Os jinn aparecem em muitas histórias d’As mil e uma noites, soltos ou aprisionados, de forma que seria difícil listar todos os casos. Uma curiosidade é que, ao se tornarem visíveis, eles podem se reproduzir com humanos. Por exemplo: uma criatura chamada nasnas, presente em histórias árabes, é descrita como filha de um shiqq, um tipo de jinni inferior, com um humano. Nasnas têm metade do rosto e do corpo, e apenas um braço e uma perna.
O livro ainda menciona ifrits, criaturas maléficas que ora são descritas como um tipo de jinn, ora como demônios. E também ghouls: monstros que vivem em cemitérios e se alimentam de carne humana. Posteriormente, esses personagens foram incorporados em videogames, livros e séries de fantasia, como em Deuses americanos, de Neil Gaiman, e Tokyo ghoul, de Sui Ishida.
Os gênios são velhos conhecidos da cultura pop. Fizeram sucesso de forma estereotipada nos anos 1960 com as séries Jeannie é um gênio e Shazzan, e nos anos 1990 com Aladdin da Disney. Mais recentemente eles ganharam uma roupagem menos caricata, como em Jinn, primeira série original em árabe da Netflix, e Duna: parte 2, em que os jinn são mencionados como espíritos do deserto.
Mais do que inspirar personagens no Ocidente, As mil e uma noites contribuiu para a visão mística que se construiu daquela região. “Na França, a tradução do Galland foi lida como uma representação das coisas reais do Oriente”, diz Jarouche. “Elas inauguram um modo de ver o Oriente filtrado pela ficção.”
Histórias em transformação
O último volume d’As mil e uma noites de Galland foi publicado em 1717. Sem essa tradução, não existiriam As viagens de Gulliver ou Robinson Crusoé – pelo menos não como são hoje. Esses clássicos da literatura inglesa são narrativas de viagem em que os protagonistas conhecem mundos distantes, assim como nos contos de Simbad. Esse trio de histórias traz reflexões sobre moral, valores e a organização da sociedade a partir do contato com ilhas estranhas e remotas.

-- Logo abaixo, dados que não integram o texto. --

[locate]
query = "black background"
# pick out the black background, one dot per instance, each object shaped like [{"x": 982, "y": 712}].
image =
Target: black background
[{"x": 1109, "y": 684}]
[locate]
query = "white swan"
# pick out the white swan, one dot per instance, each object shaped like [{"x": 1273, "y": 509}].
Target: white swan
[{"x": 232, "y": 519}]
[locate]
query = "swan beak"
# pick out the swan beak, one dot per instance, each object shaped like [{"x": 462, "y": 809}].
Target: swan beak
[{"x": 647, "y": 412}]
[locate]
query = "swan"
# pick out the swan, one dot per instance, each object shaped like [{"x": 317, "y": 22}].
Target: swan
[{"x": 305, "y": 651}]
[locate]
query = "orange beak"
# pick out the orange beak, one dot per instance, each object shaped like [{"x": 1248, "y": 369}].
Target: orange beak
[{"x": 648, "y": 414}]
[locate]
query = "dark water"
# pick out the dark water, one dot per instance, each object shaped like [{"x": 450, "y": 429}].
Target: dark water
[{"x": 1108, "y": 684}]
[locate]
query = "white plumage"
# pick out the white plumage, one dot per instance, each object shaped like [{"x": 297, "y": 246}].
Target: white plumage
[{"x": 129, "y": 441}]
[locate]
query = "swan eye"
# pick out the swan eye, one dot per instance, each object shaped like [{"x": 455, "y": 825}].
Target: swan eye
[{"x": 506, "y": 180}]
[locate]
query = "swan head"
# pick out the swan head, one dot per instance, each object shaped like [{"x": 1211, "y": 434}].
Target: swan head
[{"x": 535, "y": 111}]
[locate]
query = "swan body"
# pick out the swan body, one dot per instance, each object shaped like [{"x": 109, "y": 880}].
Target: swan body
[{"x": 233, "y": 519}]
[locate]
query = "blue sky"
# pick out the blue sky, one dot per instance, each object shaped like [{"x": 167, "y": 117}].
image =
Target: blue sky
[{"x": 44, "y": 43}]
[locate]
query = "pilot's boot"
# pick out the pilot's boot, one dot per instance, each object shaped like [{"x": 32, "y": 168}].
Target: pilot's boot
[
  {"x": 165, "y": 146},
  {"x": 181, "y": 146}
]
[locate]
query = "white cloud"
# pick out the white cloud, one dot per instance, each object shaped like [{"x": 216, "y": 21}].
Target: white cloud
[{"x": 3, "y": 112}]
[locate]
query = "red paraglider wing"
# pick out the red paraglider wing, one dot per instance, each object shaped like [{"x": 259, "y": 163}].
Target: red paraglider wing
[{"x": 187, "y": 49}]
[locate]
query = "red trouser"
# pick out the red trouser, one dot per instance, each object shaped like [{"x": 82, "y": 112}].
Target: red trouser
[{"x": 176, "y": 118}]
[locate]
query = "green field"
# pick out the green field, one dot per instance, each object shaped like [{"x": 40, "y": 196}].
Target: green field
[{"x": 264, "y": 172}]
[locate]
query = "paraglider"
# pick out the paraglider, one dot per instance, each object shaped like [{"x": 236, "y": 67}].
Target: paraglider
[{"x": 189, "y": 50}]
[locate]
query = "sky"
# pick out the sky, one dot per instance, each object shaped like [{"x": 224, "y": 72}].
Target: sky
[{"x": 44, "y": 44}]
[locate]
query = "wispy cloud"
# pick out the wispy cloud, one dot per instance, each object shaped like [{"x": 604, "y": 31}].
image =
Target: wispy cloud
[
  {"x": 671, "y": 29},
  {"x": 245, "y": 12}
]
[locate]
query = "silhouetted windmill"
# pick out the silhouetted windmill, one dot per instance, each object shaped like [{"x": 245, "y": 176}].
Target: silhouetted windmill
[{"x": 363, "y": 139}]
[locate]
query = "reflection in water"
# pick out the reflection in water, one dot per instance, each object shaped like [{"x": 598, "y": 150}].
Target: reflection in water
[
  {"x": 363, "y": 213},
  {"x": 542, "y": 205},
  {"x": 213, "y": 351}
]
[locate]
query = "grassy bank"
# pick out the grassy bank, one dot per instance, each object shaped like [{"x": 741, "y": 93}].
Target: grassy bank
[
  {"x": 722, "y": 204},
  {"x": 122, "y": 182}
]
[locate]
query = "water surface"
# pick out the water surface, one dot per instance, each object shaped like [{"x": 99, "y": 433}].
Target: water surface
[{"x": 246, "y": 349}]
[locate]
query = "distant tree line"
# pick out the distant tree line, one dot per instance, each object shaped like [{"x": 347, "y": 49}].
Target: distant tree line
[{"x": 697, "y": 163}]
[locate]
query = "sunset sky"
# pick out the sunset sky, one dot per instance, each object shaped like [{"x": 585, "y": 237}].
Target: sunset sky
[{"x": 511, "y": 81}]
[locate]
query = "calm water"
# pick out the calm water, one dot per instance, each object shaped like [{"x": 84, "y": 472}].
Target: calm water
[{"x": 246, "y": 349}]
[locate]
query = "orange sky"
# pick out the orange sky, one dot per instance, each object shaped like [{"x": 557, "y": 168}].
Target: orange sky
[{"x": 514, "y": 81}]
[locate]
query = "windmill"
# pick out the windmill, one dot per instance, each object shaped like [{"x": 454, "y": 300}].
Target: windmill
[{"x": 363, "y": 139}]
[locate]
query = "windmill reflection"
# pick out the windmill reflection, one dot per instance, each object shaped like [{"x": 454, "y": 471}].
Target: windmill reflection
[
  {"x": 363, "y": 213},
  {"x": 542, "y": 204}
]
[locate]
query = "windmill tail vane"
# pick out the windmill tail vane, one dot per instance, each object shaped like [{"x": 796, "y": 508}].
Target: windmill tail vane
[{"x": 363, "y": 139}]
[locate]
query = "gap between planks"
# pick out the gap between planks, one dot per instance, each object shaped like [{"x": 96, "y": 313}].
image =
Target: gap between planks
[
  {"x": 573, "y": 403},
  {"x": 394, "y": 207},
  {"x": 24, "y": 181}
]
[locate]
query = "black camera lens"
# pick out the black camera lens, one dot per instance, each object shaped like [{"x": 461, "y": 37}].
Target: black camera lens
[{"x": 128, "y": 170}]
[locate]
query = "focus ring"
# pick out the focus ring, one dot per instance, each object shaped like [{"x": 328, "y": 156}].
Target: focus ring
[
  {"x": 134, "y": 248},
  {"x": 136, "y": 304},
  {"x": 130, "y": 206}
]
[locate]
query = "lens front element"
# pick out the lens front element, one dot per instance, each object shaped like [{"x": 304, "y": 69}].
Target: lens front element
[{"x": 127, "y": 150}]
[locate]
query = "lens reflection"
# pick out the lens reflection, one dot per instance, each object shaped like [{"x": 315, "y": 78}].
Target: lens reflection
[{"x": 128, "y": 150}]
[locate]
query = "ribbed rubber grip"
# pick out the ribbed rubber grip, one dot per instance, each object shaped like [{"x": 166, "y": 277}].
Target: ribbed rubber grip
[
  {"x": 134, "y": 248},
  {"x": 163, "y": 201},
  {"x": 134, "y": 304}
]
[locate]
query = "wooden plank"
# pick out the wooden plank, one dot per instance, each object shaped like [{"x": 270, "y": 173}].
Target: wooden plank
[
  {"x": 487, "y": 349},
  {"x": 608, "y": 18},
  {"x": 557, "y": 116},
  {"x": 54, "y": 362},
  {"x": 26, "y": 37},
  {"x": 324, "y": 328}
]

Simbad, por sua vez, é descendente de um livro chamado Relatos da China e da Índia, que reúne descrições factuais (ou, por vezes, fantásticas) de marinheiros muçulmanos que tiveram contato com essas duas regiões nos séculos 9 e 10. Diferentemente do Hazār afsāna (que conhecemos da mesma época), o Relatos sobreviveu ao tempo, e hoje é uma peça de pesquisa para historiadores e estudiosos de literatura.
Finalmente, sobre Sherazade: durante o período com o rei, ela deu à luz três filhos. Ao final das supostas mil e uma noites, a rainha diz que não tem mais histórias para contar, e pede para se despedir das crianças antes de ser executada. Xariar, no entanto, já estava apaixonado, e decide mantê-la como esposa. Esse final está nos manuscritos mais recentes d’As mil e uma noites.
Os tempos mudam, as histórias mudam junto. Você não precisa ter lido As mil e uma noites para conhecer alguns contos que estão ali – eles se transmutaram em outras histórias, mais próximas da nossa cultura do que imaginamos. E continuarão a atravessar fronteiras e épocas enquanto a humanidade tiver vontade de contar boas histórias.
Fontes: (1) artigo “O sobrenatural e o mágico nas mil e uma noites”; (2) artigo “Tales from the crypt: on some uncharted voyages of Sindbad the sailor introduction”; (3) artigo “The politics of translation: two stories from the turkish Ferec ba‘de Şidde in Les mille et une nuit, contes arabes”; Alcorão; “Livro das mil e uma noites”, traduzido do árabe por Mamede Mustafa Jarouche.